Scouting courts of honor are crucial elements of a good troop program. Understanding the intention behind them and shaping the presentation to reflect these intentions is crucial to their success. Here are some ideas on the subject;
A Court of Honor recognizes advancements that Scouts have earned since the last court. Courts of Honor, in my opinion, need to remain this way. I don’t
personally accept the notion of “EAGLE Courts of Honor,” because while this rank is significant, so are Life, Star, and, Yes, Tenderfoot. Each one marks progress; each one deserves to be acknowledged.
Besides, from a purely practical point-of-view, many fewer Scouts and parents attend “Eagle Courts” than do troop-wide Courts of Honor, and
without these Scouts and parents, how can this rank be used to help promote the idea of advancement overall? The plain fact is: It can’t.
From the post Courts of Honor;
Courts of honor are for scouts and must speak to them, not just their leaders or parents. The tone is one of honoring achievement formally. If scouts are laughing up their sleeves at the florid theatrics of an overblown ceremony it may be time to rethink your program. Likewise if the court of honor is just a slog through calling
names and handing out badges it is missing something.

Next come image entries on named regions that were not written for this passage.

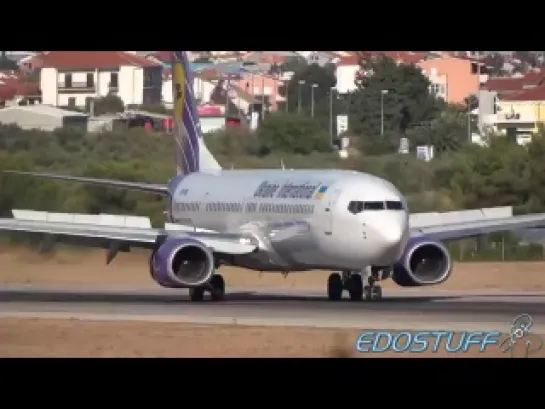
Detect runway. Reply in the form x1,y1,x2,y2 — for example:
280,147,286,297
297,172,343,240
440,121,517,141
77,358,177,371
0,285,545,334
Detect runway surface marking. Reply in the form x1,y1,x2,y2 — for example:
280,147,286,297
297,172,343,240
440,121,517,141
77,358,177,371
0,286,545,333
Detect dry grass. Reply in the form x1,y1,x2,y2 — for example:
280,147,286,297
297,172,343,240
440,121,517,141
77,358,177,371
0,245,545,291
0,318,545,358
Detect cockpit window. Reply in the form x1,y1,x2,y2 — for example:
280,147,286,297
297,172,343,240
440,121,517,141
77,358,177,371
348,200,403,214
386,201,403,210
348,200,363,214
363,202,384,210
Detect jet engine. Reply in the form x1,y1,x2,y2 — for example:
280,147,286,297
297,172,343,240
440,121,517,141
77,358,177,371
150,237,214,288
392,236,452,287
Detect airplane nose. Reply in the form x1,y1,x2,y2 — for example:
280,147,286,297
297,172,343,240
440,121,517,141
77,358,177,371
380,221,404,245
377,217,408,246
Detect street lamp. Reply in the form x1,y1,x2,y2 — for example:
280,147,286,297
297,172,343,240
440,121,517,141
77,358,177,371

As in most things the answer lies in the Scouts themselves. Given some parameters and presented with the task of writing a court of honor
what will they come up with?
My experience has been that Scout-aged boys appreciate tradition, brevity and meaning. Ceremonies outside of Scouting whether religious or secular usually follow an established ritual framework that allows some personalization. When we go to commencement exercises or weddings we expect some common elements to be part of the proceedings that reflect a shared concept of what the ceremony celebrates.

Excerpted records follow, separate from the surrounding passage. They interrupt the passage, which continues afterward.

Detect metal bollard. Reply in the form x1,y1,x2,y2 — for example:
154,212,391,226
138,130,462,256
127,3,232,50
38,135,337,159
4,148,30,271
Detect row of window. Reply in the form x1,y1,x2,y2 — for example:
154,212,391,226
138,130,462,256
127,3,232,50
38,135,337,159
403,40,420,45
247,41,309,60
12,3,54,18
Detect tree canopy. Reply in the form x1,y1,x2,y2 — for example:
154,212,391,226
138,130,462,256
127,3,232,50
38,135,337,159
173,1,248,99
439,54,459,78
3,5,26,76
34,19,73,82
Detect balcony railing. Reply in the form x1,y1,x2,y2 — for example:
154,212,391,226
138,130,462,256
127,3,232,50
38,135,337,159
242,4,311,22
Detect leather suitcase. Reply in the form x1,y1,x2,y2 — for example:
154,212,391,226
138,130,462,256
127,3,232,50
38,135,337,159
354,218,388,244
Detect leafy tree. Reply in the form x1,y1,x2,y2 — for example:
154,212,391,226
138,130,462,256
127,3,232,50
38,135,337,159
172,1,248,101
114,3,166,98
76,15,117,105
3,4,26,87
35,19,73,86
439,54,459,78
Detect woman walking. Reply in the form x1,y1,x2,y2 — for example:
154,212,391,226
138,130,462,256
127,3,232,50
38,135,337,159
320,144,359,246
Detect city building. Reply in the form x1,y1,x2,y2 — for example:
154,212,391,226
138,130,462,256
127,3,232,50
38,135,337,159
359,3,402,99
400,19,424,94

From the post Eagle Courts of Honor
“When I was a boy and got my Eagle (that would have been in the nineteen thirties) I went to a troop meeting, my Scoutmaster handed be the badge and shook my hand.. ” At this point Ken raised both hands as if in benediction and concluded with; “… that was it.”
From the post Ceremony;
Don’t underestimate the important role of ceremony in scouting. Whether it is the presentation of awards, the raising or lowering of the flag, opening or closing a meeting ceremony is, indeed, “a book in which a great deal is written”.
Ceremony says; stop, listen, participate: this is an important moment, something is being communicated, a story is being told.